Heart breaker

January 25, 2019

Small molecule chemcal antibiotics are among the most prescribed drugs in the world, and few individuals in the first world can say they have never taken at least one course of these drugs.  For a variety of economic reasons, antibiotic drug discovery is increasingly the realm of startups and biotech, rather than Big Pharma.  That makes the concern of drug attrition or post-marketing warnings more acute for drug development in this arena, as a single unexpected adverse effect could doom the only lifeline of an entire company.
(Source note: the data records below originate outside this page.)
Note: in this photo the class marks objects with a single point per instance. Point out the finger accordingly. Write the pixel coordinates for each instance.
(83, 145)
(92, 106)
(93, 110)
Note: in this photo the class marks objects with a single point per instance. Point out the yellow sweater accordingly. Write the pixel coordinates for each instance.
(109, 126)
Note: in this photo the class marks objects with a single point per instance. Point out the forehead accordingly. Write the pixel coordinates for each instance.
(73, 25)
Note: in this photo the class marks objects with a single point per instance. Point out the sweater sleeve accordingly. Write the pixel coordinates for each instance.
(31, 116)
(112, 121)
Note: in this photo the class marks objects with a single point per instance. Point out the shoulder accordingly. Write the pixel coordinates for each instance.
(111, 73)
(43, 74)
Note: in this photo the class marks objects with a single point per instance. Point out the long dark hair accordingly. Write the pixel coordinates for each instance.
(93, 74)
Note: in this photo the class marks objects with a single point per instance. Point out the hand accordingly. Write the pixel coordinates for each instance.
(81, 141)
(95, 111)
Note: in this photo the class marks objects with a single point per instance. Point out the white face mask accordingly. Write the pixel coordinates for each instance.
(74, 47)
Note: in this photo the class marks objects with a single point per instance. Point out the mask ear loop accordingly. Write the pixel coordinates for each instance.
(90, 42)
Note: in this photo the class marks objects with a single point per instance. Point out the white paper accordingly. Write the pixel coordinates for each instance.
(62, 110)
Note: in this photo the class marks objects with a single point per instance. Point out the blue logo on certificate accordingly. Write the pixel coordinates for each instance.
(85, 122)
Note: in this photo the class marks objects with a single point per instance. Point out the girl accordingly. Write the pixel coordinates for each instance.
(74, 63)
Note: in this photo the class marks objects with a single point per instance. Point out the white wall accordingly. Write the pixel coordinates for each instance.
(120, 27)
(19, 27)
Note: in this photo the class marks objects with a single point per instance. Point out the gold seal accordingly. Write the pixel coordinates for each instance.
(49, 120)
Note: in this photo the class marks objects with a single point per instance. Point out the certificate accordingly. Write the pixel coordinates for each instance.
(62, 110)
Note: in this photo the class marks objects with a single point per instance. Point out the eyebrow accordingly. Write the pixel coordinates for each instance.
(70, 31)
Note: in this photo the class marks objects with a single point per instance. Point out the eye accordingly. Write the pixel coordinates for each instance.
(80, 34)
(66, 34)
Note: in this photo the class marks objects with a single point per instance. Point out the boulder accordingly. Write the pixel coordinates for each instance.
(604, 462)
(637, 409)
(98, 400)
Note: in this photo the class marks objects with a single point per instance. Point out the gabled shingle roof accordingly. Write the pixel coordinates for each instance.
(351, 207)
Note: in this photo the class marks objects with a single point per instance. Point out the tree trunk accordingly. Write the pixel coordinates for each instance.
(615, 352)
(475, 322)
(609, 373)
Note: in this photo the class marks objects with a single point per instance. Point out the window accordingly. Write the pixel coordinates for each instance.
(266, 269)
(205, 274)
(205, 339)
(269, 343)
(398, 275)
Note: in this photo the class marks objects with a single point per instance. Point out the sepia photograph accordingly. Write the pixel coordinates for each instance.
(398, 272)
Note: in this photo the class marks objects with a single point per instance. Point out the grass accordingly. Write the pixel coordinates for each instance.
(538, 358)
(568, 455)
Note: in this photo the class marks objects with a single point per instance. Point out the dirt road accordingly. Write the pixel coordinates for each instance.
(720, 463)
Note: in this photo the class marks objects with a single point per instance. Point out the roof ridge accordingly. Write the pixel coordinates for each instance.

That’s what makes the business impact of a recent FDA warning noteworthy.  The FDA recently warned that one of the flagship classes of antibiotics, fluoroquinolones, increase the risk of aortic rupture or dissection.  This is a devastating event in which the main outflow artery of the heart basically breaks, which is largely not surviveable.

 

Fluoroquinolones are a more recent class of antibiotics that work by targeting DNA gyrase and topoisomerase, two enzymes critical for untangling DNA during replication in rapidly dividing cells. Infectious bacteria exhibit less resistance to these than the old classics of the penicillin and cephalosporin class.  The most commonly prescribed and oldest fluoroquinolone is ciprofloxacin (“cipro”), and indeed, cipro was the focus of the recent warning.

 

The FDA came to its determination epidemiologically, namely by studying their own drug adverse events database and correlating their finding with published reports by independent researchers around the world. However, although their findings were associative, fluoroquinolones were already known to have tissue-specific adverse effects, namely tendon rupture.  If tendon rupture sounds distressingly similar to aortic rupture, just a different tissue, you are not alone. Thus, it wouldn’t be a stretch to conclude that fluoroquinolones have a mechanistic tissue-specific adverse effect, specifically targeting tissues that need to remodel frequently in response to pressure, forces and tension . . . like bones and skin in addition to muscles and arteries!  And, as we have been saying for quite some time, by taking polypharmacology and tissue specific expression of small molecule drugs into account, such mechanistic tissue-specific adverse events might be predicted up front.

 

Accordingly, developers and marketers of similar drugs would be wise to go beyond the FDA and warn or stratify for any individual with any weaknesses in such tissues.  The FDA warned with a particular eye towards those with genetic defects in these tissues such as Marfan and Ehler-Danlos Syndromes, but the most concerning are the many individuals with idiopathic weaknesses or aneurysms in their aortas.  Nevertheless, screening broadly for such tissue specific vulnerabilities could preemptively save the approval of a drug by carrying the warning through the trial with its testing.